Reductions with a Group

If you want to build a group to run reductions on, e.g. you wanted to calculate the average sales in a department, you would use a GroupBy predicate to specify which field or fields to group by. If you want to group by 1 field, your lambda function for the group by will yield just the field you want to group by. If you want to group by multiple fields, new up an anonymous type in line:

var oneFieldGroup = employeeAggregations.GroupBy(x=>x.RecordShell.Department);

var multiFieldGroup = employeeAggregations.GroupBy(x=>new {x.RecordShell.Department, x.RecordShell.WorkLoc});

From here you can run reductions on your groups. To run a Reduction, execute a reduction function. When the collection materializes the AggregationResult<T> will have the reduction stored in a formatted string which is the PropertyName_COMMAND_POSTFIX, see supported operations table below for postfixes.

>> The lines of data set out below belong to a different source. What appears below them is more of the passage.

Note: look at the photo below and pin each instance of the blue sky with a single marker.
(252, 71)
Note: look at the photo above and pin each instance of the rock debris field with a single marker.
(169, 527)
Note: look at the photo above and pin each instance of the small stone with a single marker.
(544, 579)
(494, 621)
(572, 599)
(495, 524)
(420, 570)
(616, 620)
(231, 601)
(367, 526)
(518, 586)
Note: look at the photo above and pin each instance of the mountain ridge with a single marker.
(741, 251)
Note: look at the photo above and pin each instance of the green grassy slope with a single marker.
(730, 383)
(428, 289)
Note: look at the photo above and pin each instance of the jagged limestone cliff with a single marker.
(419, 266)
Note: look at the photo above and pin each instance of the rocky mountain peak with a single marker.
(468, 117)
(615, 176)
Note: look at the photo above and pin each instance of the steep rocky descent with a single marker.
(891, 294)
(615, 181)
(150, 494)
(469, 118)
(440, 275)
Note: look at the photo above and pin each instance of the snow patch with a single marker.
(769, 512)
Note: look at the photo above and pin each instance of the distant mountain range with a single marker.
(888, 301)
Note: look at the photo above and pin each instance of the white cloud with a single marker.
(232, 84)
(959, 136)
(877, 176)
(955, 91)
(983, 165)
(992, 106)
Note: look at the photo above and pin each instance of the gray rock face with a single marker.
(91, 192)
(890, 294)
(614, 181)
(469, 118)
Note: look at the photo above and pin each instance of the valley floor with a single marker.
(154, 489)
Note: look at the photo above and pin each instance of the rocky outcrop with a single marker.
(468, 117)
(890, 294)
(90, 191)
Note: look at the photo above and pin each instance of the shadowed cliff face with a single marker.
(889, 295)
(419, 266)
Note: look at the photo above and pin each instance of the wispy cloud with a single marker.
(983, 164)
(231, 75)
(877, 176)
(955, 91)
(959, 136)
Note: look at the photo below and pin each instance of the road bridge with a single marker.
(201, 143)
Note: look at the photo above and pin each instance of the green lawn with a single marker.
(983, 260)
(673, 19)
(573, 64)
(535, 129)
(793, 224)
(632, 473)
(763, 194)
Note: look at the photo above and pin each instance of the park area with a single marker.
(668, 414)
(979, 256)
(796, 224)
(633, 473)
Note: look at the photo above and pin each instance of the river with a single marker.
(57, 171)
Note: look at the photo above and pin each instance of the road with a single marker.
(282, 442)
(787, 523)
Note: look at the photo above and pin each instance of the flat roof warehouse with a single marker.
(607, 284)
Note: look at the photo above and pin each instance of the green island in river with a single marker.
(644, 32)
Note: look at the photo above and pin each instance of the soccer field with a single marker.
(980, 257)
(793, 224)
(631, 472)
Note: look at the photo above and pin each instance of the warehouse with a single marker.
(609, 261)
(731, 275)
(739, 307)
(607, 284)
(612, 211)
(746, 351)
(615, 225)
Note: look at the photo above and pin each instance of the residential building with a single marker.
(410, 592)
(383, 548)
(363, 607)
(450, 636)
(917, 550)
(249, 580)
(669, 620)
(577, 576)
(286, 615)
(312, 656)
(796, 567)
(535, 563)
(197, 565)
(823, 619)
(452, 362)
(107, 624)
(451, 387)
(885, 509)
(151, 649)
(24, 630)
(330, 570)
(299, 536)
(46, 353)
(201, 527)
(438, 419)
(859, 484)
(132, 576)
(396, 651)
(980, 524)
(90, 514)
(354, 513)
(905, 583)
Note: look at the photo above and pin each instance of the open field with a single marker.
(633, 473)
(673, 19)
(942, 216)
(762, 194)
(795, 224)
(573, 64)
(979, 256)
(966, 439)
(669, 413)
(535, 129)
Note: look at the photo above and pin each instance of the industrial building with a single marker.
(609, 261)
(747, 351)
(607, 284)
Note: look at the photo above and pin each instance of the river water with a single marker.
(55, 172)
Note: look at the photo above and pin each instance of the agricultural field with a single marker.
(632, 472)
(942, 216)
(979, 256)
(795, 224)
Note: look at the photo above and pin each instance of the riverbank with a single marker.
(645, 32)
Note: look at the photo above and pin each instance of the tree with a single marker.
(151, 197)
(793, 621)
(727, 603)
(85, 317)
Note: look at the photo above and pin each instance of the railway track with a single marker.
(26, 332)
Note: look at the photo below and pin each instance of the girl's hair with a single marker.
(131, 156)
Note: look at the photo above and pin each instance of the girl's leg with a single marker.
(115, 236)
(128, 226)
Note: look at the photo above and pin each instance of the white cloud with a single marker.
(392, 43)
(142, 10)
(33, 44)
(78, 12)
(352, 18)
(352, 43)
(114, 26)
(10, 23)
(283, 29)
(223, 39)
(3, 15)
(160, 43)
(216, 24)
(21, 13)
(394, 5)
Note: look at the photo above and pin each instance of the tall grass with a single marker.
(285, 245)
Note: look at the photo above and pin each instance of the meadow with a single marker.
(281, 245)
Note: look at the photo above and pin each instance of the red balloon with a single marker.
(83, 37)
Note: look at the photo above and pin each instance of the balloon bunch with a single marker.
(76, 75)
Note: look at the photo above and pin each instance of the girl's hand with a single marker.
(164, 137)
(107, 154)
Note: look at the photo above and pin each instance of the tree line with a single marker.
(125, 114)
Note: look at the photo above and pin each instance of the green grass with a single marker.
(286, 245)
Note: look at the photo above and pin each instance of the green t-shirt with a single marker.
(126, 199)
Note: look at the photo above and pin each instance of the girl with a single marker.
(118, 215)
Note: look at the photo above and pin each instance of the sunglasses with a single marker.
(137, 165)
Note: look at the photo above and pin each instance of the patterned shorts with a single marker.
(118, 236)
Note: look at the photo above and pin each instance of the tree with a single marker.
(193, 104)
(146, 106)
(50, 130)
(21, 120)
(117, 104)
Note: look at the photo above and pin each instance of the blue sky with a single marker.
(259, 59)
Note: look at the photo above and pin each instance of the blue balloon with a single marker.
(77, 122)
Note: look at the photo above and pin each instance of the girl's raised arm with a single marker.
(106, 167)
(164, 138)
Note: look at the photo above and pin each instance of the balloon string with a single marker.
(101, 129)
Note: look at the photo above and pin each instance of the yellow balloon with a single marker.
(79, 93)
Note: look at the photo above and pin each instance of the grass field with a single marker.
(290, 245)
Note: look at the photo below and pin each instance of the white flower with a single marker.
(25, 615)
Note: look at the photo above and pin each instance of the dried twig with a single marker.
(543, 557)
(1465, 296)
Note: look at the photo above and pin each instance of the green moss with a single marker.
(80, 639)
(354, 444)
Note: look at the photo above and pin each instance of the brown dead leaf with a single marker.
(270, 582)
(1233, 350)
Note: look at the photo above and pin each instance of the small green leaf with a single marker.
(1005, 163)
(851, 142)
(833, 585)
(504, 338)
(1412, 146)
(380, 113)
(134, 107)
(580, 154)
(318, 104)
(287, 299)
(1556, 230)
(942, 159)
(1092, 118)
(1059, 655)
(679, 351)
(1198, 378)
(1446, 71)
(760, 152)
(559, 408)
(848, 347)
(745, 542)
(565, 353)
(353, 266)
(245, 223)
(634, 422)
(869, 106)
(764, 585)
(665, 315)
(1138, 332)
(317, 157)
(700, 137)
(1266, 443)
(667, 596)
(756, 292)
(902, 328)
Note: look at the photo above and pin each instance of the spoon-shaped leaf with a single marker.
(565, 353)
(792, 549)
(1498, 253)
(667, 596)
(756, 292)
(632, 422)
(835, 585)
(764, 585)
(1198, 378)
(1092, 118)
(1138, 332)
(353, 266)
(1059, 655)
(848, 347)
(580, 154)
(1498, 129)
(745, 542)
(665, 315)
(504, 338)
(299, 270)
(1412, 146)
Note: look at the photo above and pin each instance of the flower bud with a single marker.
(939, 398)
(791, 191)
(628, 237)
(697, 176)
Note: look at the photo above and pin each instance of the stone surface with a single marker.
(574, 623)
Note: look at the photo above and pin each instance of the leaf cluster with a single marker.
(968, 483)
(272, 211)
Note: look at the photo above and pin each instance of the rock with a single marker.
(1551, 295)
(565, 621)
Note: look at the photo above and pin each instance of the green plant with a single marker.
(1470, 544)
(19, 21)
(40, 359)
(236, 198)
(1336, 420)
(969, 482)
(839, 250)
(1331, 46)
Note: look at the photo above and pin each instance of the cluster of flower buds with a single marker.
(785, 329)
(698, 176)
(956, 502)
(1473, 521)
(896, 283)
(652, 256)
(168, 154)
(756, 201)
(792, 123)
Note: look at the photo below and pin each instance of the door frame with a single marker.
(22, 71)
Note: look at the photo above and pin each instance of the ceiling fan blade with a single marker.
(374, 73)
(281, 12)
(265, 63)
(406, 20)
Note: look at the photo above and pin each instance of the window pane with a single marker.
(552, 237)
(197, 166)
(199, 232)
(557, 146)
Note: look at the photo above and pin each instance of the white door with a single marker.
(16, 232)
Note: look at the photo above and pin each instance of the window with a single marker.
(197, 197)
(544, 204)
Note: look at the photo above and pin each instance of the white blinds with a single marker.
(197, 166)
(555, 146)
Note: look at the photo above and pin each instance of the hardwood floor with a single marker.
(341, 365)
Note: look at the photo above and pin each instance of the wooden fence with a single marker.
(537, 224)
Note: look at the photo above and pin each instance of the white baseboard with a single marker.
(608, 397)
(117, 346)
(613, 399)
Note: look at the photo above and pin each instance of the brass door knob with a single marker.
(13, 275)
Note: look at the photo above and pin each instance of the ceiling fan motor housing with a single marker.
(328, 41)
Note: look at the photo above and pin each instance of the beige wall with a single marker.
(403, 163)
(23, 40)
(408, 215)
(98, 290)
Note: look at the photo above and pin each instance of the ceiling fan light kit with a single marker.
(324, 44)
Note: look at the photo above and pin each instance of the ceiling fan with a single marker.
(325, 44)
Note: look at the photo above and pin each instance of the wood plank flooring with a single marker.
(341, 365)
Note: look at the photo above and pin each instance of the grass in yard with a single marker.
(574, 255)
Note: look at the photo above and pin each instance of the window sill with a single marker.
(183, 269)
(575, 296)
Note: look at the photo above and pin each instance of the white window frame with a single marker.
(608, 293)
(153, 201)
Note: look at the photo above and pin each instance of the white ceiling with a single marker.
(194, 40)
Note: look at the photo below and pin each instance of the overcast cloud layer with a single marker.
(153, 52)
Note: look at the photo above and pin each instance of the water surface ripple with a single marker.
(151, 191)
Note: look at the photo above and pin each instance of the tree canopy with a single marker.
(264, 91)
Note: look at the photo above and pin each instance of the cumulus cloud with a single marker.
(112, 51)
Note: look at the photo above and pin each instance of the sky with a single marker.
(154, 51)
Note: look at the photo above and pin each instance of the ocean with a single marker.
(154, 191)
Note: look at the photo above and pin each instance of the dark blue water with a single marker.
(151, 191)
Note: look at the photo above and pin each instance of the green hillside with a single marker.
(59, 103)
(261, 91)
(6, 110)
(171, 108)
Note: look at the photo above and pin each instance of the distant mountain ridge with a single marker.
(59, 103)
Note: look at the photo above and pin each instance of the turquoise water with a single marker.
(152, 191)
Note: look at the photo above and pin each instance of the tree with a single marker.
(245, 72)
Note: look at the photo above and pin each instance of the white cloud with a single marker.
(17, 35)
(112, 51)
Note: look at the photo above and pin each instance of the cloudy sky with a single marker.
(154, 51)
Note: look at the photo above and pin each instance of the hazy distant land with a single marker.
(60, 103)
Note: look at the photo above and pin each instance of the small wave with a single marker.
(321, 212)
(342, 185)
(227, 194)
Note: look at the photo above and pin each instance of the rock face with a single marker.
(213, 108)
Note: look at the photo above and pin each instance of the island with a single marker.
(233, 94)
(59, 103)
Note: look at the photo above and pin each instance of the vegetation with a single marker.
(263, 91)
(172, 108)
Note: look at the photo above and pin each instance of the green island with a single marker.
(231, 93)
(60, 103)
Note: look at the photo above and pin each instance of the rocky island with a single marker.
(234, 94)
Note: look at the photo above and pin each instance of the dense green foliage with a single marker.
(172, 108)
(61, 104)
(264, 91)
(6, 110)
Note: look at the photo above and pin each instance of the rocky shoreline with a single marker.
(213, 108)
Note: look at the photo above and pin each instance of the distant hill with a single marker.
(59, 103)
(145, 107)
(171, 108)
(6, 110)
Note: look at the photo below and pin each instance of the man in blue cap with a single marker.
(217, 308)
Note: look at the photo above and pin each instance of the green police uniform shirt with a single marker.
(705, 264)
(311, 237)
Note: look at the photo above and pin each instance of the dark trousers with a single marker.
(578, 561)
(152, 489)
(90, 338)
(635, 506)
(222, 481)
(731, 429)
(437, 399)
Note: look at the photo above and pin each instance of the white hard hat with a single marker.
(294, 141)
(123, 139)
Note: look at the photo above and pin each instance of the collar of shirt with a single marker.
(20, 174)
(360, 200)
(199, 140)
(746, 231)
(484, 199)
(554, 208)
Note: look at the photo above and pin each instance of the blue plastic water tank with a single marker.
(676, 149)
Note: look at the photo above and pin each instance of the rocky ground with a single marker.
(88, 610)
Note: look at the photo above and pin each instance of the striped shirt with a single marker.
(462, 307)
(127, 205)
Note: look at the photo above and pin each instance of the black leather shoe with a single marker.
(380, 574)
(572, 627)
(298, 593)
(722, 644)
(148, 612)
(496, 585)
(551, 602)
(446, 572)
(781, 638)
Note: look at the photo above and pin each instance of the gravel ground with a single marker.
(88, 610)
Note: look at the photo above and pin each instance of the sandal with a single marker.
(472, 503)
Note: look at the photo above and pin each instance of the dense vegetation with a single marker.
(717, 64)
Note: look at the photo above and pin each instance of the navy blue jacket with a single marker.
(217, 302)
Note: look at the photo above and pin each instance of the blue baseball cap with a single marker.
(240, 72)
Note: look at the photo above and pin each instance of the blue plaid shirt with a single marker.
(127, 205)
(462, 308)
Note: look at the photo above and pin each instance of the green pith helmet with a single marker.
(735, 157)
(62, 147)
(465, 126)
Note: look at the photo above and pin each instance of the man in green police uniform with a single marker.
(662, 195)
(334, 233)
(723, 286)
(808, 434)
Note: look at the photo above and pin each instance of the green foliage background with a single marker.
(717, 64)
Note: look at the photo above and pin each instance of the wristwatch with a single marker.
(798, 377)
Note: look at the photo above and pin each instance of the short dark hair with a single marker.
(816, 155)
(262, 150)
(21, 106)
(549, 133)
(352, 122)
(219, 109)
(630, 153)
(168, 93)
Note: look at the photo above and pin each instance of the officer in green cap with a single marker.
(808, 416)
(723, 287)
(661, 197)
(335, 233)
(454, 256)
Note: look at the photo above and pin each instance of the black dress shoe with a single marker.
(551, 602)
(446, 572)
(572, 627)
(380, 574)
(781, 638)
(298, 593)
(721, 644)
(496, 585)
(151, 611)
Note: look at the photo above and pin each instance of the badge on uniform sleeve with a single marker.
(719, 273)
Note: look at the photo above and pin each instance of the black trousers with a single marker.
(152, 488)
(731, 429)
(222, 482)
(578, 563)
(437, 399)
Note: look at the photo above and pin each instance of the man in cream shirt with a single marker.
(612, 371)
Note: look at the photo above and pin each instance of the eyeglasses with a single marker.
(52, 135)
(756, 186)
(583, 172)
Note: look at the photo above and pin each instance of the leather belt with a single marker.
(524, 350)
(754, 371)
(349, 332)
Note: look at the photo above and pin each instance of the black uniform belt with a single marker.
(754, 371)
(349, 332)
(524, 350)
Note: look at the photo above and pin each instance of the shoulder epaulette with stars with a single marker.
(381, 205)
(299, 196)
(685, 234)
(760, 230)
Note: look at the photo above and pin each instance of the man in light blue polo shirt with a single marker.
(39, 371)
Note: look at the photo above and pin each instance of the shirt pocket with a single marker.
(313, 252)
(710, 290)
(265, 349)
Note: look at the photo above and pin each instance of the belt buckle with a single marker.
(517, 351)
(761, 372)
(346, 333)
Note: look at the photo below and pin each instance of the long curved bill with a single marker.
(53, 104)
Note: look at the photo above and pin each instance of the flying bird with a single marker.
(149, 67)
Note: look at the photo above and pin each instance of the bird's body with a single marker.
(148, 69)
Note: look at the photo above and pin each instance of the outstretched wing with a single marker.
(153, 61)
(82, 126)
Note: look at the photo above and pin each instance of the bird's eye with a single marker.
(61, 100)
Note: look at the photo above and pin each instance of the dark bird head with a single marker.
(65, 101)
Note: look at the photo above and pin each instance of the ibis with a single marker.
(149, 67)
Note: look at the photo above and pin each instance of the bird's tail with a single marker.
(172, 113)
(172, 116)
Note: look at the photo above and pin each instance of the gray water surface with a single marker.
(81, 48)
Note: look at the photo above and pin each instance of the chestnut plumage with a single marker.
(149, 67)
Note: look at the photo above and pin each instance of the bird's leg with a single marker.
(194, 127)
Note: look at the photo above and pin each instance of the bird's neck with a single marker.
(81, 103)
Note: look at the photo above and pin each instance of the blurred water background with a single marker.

If you wanted to calculate the sum of the sales of all the departments you could:

var departments = employeeAggregations.GroupBy(x=>x.RecordShell.Department).Sum(x=>x.RecordShell.Sales);
foreach(var department in departments)
{
    Console.WriteLine($"The {department[nameof(Employee.Department)]} department sold {department["Sales_SUM"]}");
}

Command Name	Command Postfix	Description
Count	COUNT	number of records meeting the query, or in the group
CountDistinct	COUNT_DISTINCT	Counts the distinct occurrences of a given property in a group
CountDistinctish	COUNT_DISTINCTISH	Provides an approximate count of distinct occurrences of a given property in each group - less expensive computationally but does have a small 3% error rate
Sum	SUM	The sum of all occurrences of the provided field in each group	b
Min	MIN	Minimum occurrence for the provided field in each group
Max	MAX	Maximum occurrence for the provided field in each group
Average	Avg	Arithmetic mean of all the occurrences for the provided field in a group
StandardDeviation	STDDEV	Standard deviation from the arithmetic mean of all the occurrences for the provided field in each group
Quantile	QUANTLE	The value of a record at the provided quantile for a field in each group, e.g., the Median of the field would be sitting at quantile .5
Distinct	TOLIST	Enumerates all the distinct values of a given field in each group
FirstValue	FIRST_VALUE	Retrieves the first occurrence of a given field in each group
RandomSample	RANDOM_SAMPLE_{NumRecords}	Random sample of the given field in each group

Closing Groups

When you invoke a GroupBy the type of return type changes from RedisAggregationSet to a GroupedAggregationSet. In some instances you may need to close a group out and use its results further down the pipeline. To do this, all you need to do is call CloseGroup on the GroupedAggregationSet - that will end the group predicates and allow you to use the results further down the pipeline.